Wednesday, August 16, 2006



You know, it's the first week of high school. I don't really expect you to do jack while you're there other than get acclimated.

But right off the bat, it's good to have somewhat of a roadmap to show how to move past the situation you're in right now - high school.

Obviously you're going to go to college, but it would be nice if someone else paid for you to go. Well, there is one easy way to make that happen... Become a national merit scholar. If you can do that, your chances for getting a scholarship are radically improved.

How do you become a national merit scholar? Easy. Just score in the top 2% on the PSAT.

Don't do what I did. I thought the PSAT was a 'practice SAT' test so I totally blew it off. It was a big mistake for me to blow it off because I was left out of the scholarship pool when the time came. I was in all the same classes, doing all the same assignments with the national merit scholars, but they took the test seriously, and I blew it off.

The PSAT is the most important way you will distinguish yourself from other scholarship applicants. The score you're looking to beat is 1500. Get that score and people will beat down your door to give you money for college. You can do it.

But the PSAT isn't until October in your junior year. Why am I telling you this now? Actually I told you this for the first time 2 years ago. The same summer you were living with me in Idaho. I also told Spencer R not to blow off the PSAT that year. The reason I'm telling you so far in advance is the 5 year rule. You see, the first time you are exposed to new knowledge, it goes over your head. You could be hearing the most amazing piece of information, but if its the first time you're hearing it, and your mind isn't prepped, it will go in one ear and out the other.

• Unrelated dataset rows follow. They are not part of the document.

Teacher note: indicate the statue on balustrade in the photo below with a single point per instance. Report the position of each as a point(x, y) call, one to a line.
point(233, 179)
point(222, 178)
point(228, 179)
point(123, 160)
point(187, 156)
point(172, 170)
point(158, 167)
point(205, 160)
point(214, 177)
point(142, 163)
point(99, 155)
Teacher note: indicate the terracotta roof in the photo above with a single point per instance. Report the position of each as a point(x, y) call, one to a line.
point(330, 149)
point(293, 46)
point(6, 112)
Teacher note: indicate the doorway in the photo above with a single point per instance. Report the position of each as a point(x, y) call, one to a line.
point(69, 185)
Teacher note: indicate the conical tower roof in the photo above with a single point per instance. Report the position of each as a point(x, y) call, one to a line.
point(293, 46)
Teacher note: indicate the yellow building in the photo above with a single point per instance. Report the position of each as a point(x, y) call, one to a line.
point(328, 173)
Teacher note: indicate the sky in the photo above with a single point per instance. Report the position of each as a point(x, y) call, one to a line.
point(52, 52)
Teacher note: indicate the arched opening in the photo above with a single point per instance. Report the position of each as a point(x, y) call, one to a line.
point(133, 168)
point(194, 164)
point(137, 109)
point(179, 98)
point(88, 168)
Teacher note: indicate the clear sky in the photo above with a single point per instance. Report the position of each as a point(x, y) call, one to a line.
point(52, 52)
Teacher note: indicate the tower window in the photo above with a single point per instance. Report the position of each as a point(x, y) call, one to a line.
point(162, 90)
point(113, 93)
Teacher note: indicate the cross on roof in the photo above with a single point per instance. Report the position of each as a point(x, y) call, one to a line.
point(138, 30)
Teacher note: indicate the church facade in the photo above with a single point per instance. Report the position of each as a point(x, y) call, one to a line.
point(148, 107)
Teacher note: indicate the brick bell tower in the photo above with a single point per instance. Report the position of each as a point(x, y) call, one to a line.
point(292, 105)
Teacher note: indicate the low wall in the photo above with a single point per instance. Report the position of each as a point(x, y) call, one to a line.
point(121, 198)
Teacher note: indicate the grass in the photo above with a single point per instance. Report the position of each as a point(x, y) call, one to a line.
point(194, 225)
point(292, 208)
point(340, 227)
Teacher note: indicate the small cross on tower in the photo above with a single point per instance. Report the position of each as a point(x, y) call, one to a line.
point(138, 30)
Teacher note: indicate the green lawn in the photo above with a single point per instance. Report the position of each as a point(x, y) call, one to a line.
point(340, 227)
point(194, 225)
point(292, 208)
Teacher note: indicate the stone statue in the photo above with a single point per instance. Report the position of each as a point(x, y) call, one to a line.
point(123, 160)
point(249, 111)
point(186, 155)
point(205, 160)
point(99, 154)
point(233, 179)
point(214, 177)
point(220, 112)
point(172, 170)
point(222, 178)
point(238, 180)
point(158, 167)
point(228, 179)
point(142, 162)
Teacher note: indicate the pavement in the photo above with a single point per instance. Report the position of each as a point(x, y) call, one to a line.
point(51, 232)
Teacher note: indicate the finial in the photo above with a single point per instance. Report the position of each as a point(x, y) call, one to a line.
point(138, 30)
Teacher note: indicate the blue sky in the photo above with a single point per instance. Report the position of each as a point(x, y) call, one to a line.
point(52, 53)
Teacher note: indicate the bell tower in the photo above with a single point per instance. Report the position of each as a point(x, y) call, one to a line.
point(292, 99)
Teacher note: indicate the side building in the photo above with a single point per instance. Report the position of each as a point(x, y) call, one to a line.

What can you do about it now? Here's what I reccomend. Go out and buy a PSAT prep book. Take one of the practice tests, and see how you do. Don't worry about what score you get, just take the test and note your score. Think about the one thing you need to focus on to improve your test score, and work on that issue for a few months. Within six to eight months, take the second practice test in the book. Again, you're not even close to actually taking the test, but it's a good idea to get acclimated to the kinds of questions asked on the test. Then when you're in class doing the usual schoolwork thing, and the teacher starts talking about something you've seen on the PSAT, your ears will perk up and you'll know that you need to pay attention.

What I'm suggesting will take a couple of hours every six months or so, but those hours will definitely pay off when its time to apply for scholarships.